Part a) Take $p$ be a prime of the form $3k+1$ then the following mapping is a homomorphism : \[ f: \mathbb Z_p^*\rightarrow\{1,\omega,\omega^2\} \] where $\omega$ is the primitive $3$rd root of unity and the function is defined by \[ f(g^i)=\omega^i \] where $g$ is a primitive root in $\mathbb Z_p^*$. Now we can write every rational $q$ in the form $p^kq'$ where $q'$ does not have any $p$ (here $k$ can be negative too) So we define our three sets to be \[ A=\{p^kq'|(q',p)=1,f(q')=1\} \] \[ B=\{p^kq'|(q',p)=1,f(q')=\omega\} \] \[ C=\{p^kq'|(q',p)=1,f(q')=\omega^2\} \] Note that $q'$ is also a member of $\mathbb Z_p^*$ so $f(q')$ is well defined. It's easy to check by our homomorphism that the three sets have the desired property. Part b) We show that $A^3=B^3=C^3=A$ \[ BC=A\rightarrow B(B^2)=A\rightarrow B^3=A \] \[ BC=A\rightarrow (BA)C=A\rightarrow A(BC)=A\rightarrow A^2=A\rightarrow A^3=A^2=A \] \[ BC=A\rightarrow BBC=BA=B\rightarrow C^2=B\rightarrow C^3=BC=A \] Part c) We modify our construction for part (a) and the result will become obvious. First take $p=13$ now define $A,B,C$ to be \[ A=\{p^kq'|(q',p)=1,\omega^kf(q')=1\} \] \[ B=\{p^kq'|(q',p)=1,\omega^kf(q')=\omega\} \] \[ C=\{p^kq'|(q',p)=1,\omega^kf(q')=\omega^2\} \] First of all mention that cubes in $\mathbb Z_{13}^*$ are $1,5,8,12$. Suppose that $n,n+1\in A$ then both cannot be relatively prime to $13$ otherwise they should be of the form $13k+\{1,5,8,12\}$ which is impossible. So at least one of them is divisible by $13$. Also because $n\leq 34$ then none can be divisible by $13^2$. So we show that if $m=13k$ and $m\leq 35$ then $m$ is not in $A$. For it ($13k$) to be in $A$ then $k$ should be in $C$ but $k$ can be only $1,2$ and if we chose $g$ (the primitive root in $Z_p^*$ to construct $f$) to be $2$ then $1\in A$ and $2\in B$ so no one is in $C$ and we are done.
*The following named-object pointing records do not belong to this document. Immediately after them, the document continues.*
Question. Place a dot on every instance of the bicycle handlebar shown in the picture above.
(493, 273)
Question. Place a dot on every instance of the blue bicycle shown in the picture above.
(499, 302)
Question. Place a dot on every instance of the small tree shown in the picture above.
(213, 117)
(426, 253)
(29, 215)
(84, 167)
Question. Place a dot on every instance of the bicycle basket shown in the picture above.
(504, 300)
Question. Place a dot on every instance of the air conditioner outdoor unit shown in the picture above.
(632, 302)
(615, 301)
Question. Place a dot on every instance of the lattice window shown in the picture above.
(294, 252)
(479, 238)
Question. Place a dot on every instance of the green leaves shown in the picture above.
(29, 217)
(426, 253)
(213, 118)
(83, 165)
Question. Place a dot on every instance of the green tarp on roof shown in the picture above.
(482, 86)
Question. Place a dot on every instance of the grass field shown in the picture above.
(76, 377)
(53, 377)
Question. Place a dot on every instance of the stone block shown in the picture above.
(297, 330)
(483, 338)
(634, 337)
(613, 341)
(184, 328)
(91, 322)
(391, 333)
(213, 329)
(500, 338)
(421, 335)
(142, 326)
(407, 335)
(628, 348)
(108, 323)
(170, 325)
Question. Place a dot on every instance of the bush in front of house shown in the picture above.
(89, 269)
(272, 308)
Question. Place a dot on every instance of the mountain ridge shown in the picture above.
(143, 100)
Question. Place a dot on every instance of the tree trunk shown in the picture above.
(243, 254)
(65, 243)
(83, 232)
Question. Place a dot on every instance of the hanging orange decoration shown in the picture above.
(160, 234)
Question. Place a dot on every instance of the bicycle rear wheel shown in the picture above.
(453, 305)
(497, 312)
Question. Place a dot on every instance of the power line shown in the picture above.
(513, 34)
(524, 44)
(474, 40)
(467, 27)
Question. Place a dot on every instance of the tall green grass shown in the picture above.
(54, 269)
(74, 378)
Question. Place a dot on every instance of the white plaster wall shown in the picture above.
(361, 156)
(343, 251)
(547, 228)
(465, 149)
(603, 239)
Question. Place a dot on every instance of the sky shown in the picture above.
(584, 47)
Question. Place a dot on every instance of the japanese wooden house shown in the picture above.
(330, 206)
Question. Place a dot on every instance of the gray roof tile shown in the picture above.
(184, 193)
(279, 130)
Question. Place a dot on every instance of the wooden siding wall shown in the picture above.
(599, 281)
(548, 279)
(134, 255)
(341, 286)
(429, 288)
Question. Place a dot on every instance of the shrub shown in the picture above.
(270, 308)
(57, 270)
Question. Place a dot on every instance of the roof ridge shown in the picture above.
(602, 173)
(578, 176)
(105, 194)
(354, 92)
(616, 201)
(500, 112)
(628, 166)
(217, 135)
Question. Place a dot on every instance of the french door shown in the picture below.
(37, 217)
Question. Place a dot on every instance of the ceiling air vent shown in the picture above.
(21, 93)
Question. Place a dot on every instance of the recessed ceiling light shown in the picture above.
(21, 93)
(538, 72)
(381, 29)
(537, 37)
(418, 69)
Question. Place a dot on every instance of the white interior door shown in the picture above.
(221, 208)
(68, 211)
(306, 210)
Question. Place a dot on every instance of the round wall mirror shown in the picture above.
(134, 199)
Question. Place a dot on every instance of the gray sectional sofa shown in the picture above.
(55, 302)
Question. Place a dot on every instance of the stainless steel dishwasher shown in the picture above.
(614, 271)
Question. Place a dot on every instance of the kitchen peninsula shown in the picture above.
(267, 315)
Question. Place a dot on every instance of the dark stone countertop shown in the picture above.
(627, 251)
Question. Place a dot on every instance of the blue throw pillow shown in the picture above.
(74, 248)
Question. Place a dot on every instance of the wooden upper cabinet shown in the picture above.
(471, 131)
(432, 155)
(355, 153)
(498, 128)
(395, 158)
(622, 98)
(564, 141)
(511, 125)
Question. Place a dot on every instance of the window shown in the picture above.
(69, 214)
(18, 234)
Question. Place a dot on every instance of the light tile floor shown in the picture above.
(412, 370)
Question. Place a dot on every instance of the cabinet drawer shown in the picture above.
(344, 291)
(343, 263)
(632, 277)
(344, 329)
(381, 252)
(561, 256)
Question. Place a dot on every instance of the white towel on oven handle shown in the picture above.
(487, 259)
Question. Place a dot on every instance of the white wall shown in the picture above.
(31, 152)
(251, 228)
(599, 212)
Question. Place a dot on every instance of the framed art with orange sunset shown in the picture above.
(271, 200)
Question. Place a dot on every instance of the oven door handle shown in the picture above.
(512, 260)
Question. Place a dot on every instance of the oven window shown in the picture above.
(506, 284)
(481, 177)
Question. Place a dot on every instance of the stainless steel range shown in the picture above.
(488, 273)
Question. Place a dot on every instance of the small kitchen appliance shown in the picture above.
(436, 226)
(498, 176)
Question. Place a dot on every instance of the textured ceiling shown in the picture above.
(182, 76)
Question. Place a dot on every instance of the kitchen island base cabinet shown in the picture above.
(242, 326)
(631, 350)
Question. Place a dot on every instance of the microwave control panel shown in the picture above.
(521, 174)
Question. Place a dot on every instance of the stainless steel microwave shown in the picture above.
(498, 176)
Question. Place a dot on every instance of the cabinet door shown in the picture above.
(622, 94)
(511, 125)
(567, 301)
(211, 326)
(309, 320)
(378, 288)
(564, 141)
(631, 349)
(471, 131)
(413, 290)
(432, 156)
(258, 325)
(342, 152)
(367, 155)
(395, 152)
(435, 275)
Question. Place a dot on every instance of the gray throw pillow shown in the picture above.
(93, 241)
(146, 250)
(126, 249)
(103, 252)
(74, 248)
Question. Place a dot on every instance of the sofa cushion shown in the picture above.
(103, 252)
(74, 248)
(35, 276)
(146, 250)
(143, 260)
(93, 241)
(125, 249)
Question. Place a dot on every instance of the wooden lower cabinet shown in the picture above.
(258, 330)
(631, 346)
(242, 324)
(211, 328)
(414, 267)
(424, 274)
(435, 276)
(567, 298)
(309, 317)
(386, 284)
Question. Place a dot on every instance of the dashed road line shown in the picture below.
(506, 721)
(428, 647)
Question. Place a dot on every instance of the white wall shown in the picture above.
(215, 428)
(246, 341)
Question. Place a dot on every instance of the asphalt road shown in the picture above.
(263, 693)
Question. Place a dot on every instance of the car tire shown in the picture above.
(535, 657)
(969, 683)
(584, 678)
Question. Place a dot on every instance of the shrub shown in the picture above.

Solution by seshadri it is easier to back-work our way in this case. note that if such a partition is indeed made then one must also have the following: $ CC = B$; $ AC = C$; $ AA = A$; this is seen as follows; for instance, suppose $ a\in A,c\in C$. then $ ac = ab_1b_2$ (since $ BB = C)$, $ = (ab_1)b_2 = bb_2\in C$. conversely, since $ 1\in A$(since $ 1\notin B,C$), $ C\subset AC$ and so we have the second identity. likewise, $ a_1a_2 = a_1bc = (a_1b)c = b'c\in A$ and so on. this suggests skind of modulo $ 3$ addition i.e. if we denote $ A: = 0,B: = 1,C: = 2$ then the multiplication above translates as addition modulo $ 3$. hence we have the following idea:let $ A: = \{r\in \mathbb{Q}^ + |r = \prod_i p_i^{e_i},\sum_i e_i\equiv 0\pmod 3\}$, $ B: = \{r\in \mathbb{Q}^ + |r = \prod_i p_i^{e_i},\sum_i e_i\equiv 1\pmod 3\}$, $ C: = \{r\in \mathbb{Q}^ + |r = \prod_i p_i^{e_i},\sum_i e_i\equiv 2\pmod 3\}$. everything works as desired.